Unicode Character Combining Algorithm

I intend to normalize form C, and then divide it into "display units", basically a glyph plus all subsequent character combinations. At the moment, I just want to process Latin scripts.

To determine if a code point is a combining character, is it enough to verify that it is in these ranges?

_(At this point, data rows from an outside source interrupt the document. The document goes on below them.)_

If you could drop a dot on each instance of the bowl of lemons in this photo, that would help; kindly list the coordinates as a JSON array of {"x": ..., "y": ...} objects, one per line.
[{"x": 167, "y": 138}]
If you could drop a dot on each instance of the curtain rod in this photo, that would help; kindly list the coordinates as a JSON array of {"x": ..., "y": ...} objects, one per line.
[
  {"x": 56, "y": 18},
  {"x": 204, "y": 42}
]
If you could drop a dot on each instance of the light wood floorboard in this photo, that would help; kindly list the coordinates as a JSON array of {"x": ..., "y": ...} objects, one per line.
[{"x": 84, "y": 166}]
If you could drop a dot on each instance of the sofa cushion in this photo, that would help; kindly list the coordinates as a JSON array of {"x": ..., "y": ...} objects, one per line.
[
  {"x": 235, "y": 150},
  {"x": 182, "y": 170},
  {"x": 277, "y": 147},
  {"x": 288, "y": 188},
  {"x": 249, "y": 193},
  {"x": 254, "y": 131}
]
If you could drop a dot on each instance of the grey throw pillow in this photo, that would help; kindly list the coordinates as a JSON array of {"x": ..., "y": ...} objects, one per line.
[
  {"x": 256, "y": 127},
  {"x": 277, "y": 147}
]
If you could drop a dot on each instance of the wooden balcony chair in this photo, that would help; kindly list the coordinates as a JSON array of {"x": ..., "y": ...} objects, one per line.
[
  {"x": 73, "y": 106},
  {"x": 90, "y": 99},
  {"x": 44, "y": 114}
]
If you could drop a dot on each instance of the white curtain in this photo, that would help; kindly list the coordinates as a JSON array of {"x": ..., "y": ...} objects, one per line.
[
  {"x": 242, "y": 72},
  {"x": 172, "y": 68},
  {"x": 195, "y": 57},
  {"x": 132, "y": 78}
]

  • Combining Diacritical Marks (0300-036F)
  • Combining Diacritical Marks (1DC0-1DFF)
  • Combining Diacritical Marks for Symbols (20D0-20FF)
  • Combining Complete Characters (FE20-FE2F)

Arabic, Hebrew and various Indian scripts pending ...

+4
unicode
Jun 11 '13 at 19:00
source share
2 answers

These are all Unicode point ranges whose name contains the word "union" (for example, 301 COMBINING ACUTE ACCENT ):

300-36F
483-489
7EB-7F3
135f-135f
1A7F-1A7F
1B6B-1B73
1DC0-1DE6
1DFD-1DFF
20D0-20F0
2CEF-2CF1
2DE0-2DFF
3099-309A
A66F-A672
A67C-A67D
A6F0-A6F1
A8E0-A8F1
FE20-FE26
101FD-101FD
1D165-1D169
1D16D-1D172
1D17B-1D182
1D185-1D18B
1D1AA-1D1AD
1D242-1D244

I compiled this list using a Python script using the unicodedata module. I don't know which version of Unicode is for sure, but I think it is reasonably updated.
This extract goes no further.